For the next several days, my mother kept telling me she was going to have both of us transferred out of that school, did they think they were the only private school in New York, how dared they say such things about her daughter? I finally convinced her that graduation was just around the corner. Annie had been accepted at Vassar, she’d soon be going off to college. She’d make new friends. The accident would become a forgotten incident in an otherwise memorable school career.
On a hot, steamy day in June of 1984, while the school band played Pomp and Circumstance, Annie and I were graduated from Ambrose Academy together with some fifty other seniors, all of us in black caps and gowns. My sister was still wearing the soft cast under her long black gown. None of her graduating team mates came over to congratulate her.
On September sixteenth that year, on a clear bright Sunday morning, we all drove out to Ridley Hills, New Jersey, to witness my brother Aaron’s marriage to the “Lack of Manners Clan,” as my sister had dubbed Augusta’s august tribe.
A week later, Annie flew off to New Delhi.
My mother swore she had not paid for the coach ticket on Air-India.
Neither she nor I could imagine where Annie had got the money for it.
5
That first trip to India and Southeast Asia ended some eight months later Annie came home in May of 1985 wearing baggy pants and sandals, and silver circlets through her brow, her nostril, and her tongue. Her hair was hennaed and crawling with lice. (Her pubic hair, too, my mother later informed me.) It was after this first journey to India that Annie told us she was a Tantric adept, having been initiated into the religion in Sri Lanka. She brought home a collection of the jewelry she’d learned to make from a silversmith in Bali, an odd collection of earrings, bracelets, pins, and rings fashioned mostly of silver and copper, with one or two pieces in gold. Some of the work depicted Shiva and Shakti, the god and goddess who were Tantric adepts. But most of the jewelry...
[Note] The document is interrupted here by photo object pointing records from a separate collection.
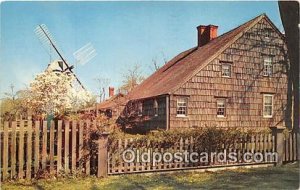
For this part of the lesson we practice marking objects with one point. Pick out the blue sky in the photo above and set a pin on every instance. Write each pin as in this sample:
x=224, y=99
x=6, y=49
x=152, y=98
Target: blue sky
x=123, y=34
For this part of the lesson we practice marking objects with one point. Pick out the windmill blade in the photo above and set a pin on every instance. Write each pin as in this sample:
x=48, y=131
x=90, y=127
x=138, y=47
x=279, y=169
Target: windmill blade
x=46, y=38
x=85, y=54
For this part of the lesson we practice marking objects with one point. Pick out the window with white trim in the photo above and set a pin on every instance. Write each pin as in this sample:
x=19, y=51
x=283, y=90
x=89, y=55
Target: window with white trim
x=268, y=105
x=155, y=107
x=226, y=70
x=140, y=109
x=268, y=66
x=221, y=109
x=182, y=107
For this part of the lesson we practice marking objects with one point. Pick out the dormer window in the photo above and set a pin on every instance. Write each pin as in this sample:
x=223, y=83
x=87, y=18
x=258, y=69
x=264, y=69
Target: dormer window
x=268, y=67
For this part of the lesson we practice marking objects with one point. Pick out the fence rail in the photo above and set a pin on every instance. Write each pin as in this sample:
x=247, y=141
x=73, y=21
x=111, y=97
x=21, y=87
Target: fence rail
x=31, y=148
x=260, y=143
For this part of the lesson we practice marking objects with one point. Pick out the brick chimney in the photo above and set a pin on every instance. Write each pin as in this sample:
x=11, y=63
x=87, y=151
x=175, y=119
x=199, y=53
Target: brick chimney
x=111, y=91
x=206, y=34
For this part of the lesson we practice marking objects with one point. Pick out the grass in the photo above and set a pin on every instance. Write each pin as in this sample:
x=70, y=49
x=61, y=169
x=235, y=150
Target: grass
x=284, y=177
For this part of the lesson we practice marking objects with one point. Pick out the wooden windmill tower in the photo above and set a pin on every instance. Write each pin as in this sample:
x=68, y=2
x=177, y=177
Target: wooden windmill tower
x=82, y=56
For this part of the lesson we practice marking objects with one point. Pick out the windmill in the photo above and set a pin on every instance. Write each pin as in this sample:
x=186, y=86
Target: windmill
x=82, y=56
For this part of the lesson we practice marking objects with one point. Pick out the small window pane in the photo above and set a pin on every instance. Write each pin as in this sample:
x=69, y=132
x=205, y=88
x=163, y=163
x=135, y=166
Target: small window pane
x=182, y=107
x=155, y=107
x=268, y=105
x=140, y=109
x=221, y=108
x=268, y=67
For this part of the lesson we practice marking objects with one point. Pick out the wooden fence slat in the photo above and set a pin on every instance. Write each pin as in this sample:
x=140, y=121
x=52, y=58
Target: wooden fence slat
x=29, y=150
x=59, y=145
x=37, y=147
x=21, y=150
x=13, y=149
x=87, y=153
x=5, y=151
x=52, y=127
x=74, y=128
x=44, y=145
x=80, y=146
x=66, y=155
x=295, y=146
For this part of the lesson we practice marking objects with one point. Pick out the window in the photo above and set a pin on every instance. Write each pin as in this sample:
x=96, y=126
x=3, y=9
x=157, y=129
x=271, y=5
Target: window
x=268, y=67
x=268, y=34
x=182, y=107
x=140, y=109
x=155, y=107
x=221, y=107
x=226, y=70
x=268, y=106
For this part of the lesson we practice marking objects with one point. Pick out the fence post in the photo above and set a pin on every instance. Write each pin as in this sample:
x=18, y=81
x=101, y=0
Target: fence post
x=279, y=144
x=102, y=155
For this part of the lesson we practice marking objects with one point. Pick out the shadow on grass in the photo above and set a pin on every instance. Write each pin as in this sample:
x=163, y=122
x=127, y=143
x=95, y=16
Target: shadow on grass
x=285, y=177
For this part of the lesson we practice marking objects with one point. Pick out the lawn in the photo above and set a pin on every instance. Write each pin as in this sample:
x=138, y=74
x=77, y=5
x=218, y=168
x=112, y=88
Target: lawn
x=284, y=177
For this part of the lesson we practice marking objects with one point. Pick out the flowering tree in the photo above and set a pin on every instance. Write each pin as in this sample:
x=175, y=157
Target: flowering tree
x=55, y=93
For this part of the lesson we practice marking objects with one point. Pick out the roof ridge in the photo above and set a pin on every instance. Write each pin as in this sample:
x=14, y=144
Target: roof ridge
x=208, y=60
x=186, y=64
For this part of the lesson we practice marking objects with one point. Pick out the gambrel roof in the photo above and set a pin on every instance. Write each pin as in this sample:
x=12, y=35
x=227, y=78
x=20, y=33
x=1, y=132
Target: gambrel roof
x=181, y=68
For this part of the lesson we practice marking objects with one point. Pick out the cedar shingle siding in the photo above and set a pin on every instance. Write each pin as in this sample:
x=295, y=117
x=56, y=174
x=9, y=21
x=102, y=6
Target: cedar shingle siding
x=197, y=75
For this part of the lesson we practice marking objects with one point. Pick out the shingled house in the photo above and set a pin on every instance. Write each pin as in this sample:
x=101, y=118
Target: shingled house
x=234, y=80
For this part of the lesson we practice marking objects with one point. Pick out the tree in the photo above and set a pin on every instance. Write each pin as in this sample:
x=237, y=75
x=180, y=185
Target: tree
x=54, y=93
x=131, y=78
x=101, y=85
x=13, y=105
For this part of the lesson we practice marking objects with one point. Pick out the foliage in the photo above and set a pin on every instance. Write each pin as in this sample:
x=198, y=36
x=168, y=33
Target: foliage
x=208, y=138
x=286, y=177
x=55, y=93
x=131, y=79
x=13, y=105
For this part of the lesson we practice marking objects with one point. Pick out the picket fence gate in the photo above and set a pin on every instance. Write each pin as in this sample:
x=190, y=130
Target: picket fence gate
x=30, y=149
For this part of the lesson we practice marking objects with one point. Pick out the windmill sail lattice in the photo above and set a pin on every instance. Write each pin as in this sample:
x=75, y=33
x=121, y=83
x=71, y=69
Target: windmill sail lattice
x=48, y=41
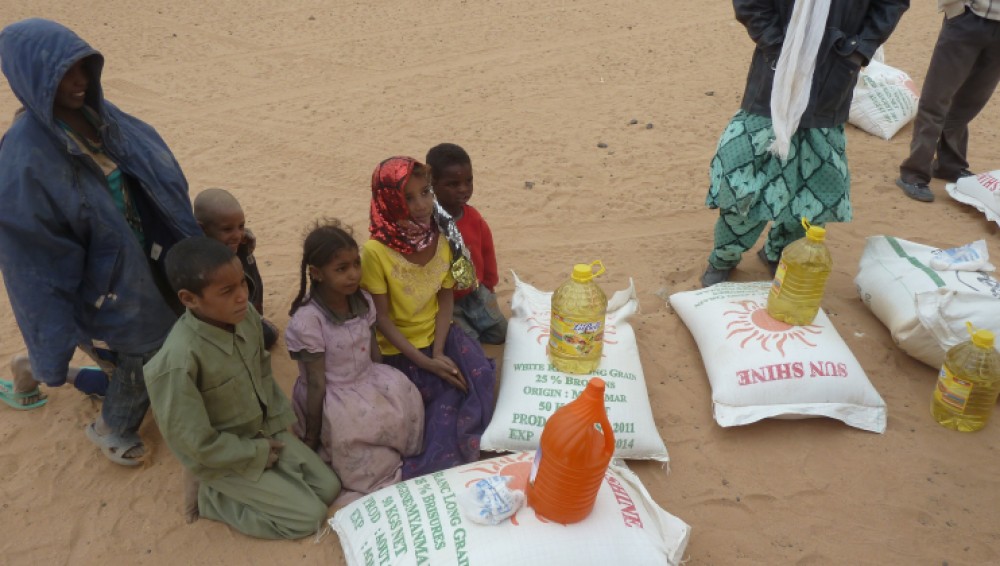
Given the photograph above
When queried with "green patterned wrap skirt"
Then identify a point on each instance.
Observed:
(751, 186)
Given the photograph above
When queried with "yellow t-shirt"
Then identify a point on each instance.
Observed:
(412, 289)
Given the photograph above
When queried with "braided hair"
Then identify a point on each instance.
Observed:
(324, 240)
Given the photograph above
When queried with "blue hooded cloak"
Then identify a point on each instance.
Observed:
(75, 272)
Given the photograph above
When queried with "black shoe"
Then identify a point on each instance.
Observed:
(713, 276)
(951, 178)
(771, 265)
(916, 191)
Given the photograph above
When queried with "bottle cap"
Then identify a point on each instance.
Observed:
(583, 272)
(982, 338)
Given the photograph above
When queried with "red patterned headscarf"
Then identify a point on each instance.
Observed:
(390, 217)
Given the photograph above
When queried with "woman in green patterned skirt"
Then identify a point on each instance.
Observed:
(783, 159)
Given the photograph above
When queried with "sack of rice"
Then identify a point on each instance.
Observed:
(760, 368)
(419, 521)
(981, 191)
(924, 309)
(531, 389)
(885, 100)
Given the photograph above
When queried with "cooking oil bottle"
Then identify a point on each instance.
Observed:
(576, 329)
(968, 383)
(572, 458)
(800, 279)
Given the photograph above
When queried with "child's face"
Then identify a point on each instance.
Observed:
(419, 199)
(223, 302)
(72, 89)
(228, 227)
(453, 186)
(342, 274)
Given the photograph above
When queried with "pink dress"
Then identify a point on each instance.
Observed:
(373, 415)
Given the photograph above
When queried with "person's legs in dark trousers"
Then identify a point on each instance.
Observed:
(733, 235)
(969, 101)
(958, 48)
(125, 403)
(780, 235)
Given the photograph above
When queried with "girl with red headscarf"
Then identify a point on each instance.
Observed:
(407, 269)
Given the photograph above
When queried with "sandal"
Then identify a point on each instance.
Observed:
(115, 446)
(13, 398)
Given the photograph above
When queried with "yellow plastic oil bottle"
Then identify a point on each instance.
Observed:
(968, 383)
(572, 458)
(576, 329)
(801, 278)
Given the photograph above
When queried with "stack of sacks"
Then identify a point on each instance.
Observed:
(981, 191)
(531, 389)
(760, 367)
(420, 521)
(920, 296)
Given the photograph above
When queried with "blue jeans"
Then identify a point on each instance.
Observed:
(126, 401)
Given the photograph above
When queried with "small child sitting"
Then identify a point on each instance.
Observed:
(361, 415)
(221, 218)
(406, 267)
(476, 310)
(220, 410)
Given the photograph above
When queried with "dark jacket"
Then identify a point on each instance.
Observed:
(73, 268)
(853, 26)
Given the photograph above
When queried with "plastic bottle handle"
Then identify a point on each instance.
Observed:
(609, 438)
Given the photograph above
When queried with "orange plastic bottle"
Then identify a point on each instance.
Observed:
(564, 483)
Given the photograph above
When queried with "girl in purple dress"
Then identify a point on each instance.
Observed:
(363, 417)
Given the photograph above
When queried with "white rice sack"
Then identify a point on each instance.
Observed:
(885, 100)
(761, 368)
(531, 389)
(419, 522)
(924, 309)
(981, 191)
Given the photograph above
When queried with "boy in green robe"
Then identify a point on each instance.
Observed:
(220, 410)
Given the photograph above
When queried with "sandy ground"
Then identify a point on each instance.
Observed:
(291, 105)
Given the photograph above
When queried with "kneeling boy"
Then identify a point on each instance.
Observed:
(220, 410)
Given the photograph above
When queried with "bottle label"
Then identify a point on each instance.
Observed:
(779, 278)
(951, 390)
(575, 337)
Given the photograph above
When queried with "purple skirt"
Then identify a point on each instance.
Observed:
(453, 421)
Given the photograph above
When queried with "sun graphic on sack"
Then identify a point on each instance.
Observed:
(518, 466)
(752, 323)
(539, 325)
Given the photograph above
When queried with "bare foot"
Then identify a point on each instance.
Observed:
(24, 380)
(126, 449)
(191, 484)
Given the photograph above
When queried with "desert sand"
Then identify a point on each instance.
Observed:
(291, 105)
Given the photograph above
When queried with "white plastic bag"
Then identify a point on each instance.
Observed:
(885, 100)
(490, 500)
(924, 309)
(418, 522)
(531, 389)
(970, 257)
(981, 191)
(761, 368)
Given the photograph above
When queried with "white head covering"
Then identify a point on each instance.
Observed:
(793, 75)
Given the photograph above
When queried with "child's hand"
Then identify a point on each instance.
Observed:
(442, 366)
(272, 455)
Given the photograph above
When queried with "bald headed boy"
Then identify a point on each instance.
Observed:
(221, 218)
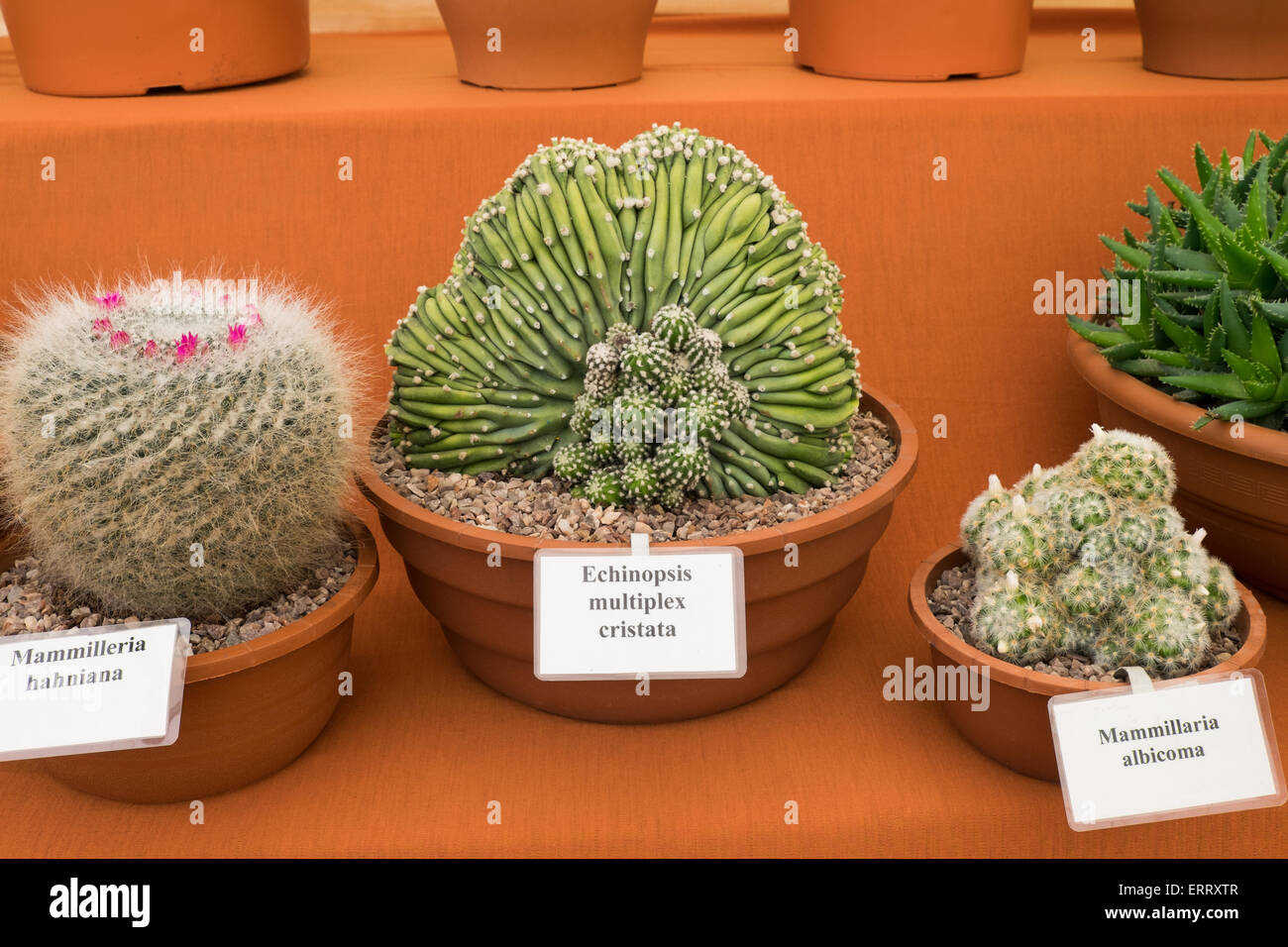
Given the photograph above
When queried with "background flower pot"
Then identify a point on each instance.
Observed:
(1241, 39)
(487, 612)
(912, 39)
(248, 710)
(128, 47)
(1234, 487)
(555, 44)
(1017, 729)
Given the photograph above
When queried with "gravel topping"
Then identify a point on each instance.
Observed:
(30, 603)
(546, 509)
(954, 594)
“Oh dear,” my mother said when Annie held up for exhibit a massive gold ring shaped in the form of a penis wrapped around her forefinger, its bulging head set with a tiny seed pearl representing delayed orgasm. We were beginning to understand that “Tantric adept” meant someone skilled in the art of prolonging sexual awareness through ritualized intercourse. We were beginning to catch on to the fact that Annie believed sexual orgasm was a cosmic and divine experience, something my mother didn’t particularly relish hearing because she didn’t want to believe her young daughter — Annie would be nineteen in September — was running all over the universe prolonging the pleasures of intercourse without reaching orgasm as described in the fourth-century Hindu sex manual called the Kama-sutra.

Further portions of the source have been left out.